Creativity is an entirely different animal than Wired to Create–more serious and cerebral, and a more robust body of work due to Csikszentmihalyi’s thirty years of experience in the space. But I give the Wired to Create team the nod for their prescription for increasing personal creativity over Csikszentmihalyi’s. Their takeaway lessons are actionable and motivational. Csikszentmihalyi’s recommendations felt a little bit like a laundry list of (now commonly accepted) good life habits to build. Okay, okay, they made me giggle a little in their simplicity, for example:

 Try to be surprised by something every day.
 Wake up in the morning with a specific goal to look forward to.
 To keep enjoying something, increase its complexity.
 Take charge of your schedule.
 Make time for reflection and relaxation.

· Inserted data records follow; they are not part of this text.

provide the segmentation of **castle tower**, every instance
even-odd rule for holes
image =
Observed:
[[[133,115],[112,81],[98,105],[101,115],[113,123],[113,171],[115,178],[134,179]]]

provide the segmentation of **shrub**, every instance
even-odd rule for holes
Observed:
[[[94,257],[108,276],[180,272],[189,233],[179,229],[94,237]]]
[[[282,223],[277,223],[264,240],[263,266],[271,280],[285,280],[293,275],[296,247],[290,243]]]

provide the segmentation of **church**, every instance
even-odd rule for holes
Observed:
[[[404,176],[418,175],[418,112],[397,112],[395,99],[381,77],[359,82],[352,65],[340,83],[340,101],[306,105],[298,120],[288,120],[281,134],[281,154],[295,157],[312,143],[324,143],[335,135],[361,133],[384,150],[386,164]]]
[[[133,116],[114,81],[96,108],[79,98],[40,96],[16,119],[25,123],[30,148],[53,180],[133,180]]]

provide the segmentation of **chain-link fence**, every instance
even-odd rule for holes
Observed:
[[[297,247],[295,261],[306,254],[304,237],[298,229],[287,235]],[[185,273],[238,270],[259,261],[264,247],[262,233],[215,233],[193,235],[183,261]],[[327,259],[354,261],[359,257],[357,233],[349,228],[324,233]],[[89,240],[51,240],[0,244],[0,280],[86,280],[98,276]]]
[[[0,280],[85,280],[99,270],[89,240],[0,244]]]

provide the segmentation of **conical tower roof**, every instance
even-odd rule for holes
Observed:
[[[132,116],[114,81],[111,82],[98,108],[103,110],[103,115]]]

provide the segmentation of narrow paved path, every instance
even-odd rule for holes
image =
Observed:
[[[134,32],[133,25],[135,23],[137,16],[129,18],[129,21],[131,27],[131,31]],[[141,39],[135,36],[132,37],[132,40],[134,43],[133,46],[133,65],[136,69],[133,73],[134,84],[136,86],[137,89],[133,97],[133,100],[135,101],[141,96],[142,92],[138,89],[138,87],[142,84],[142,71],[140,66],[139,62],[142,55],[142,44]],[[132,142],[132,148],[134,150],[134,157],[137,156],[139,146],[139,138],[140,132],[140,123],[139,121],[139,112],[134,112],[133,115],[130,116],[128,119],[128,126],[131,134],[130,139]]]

Source: Very Intelligent Princess (really)

In all fairness to the author, this book was published in 1996. His recipe for success was more novel then, I’m sure. And besides, I gotta bow to this man: his work has provided a lot of fuel to the Creativity Ship. It’s easy for me to kick back in my Bat Cave and poke holes.

Creativity is a fine read for those who want to explore the nuance of creativity and creative geniuses by an expert in the field. It’s less useful for building skills than it is for gaining insight into the creative mind, process, and support systems. Csikszentmihalyi’s work has contributed significantly to the body of knowledge around creativity—including informing the work in Wired to Create. Both books are centered in positive psychology, the scientific study of human flourishing. And, frankly, anything that can enhance the human experience and help us each cultivate what is best within us, well, that’s always a good thing. Sign me up!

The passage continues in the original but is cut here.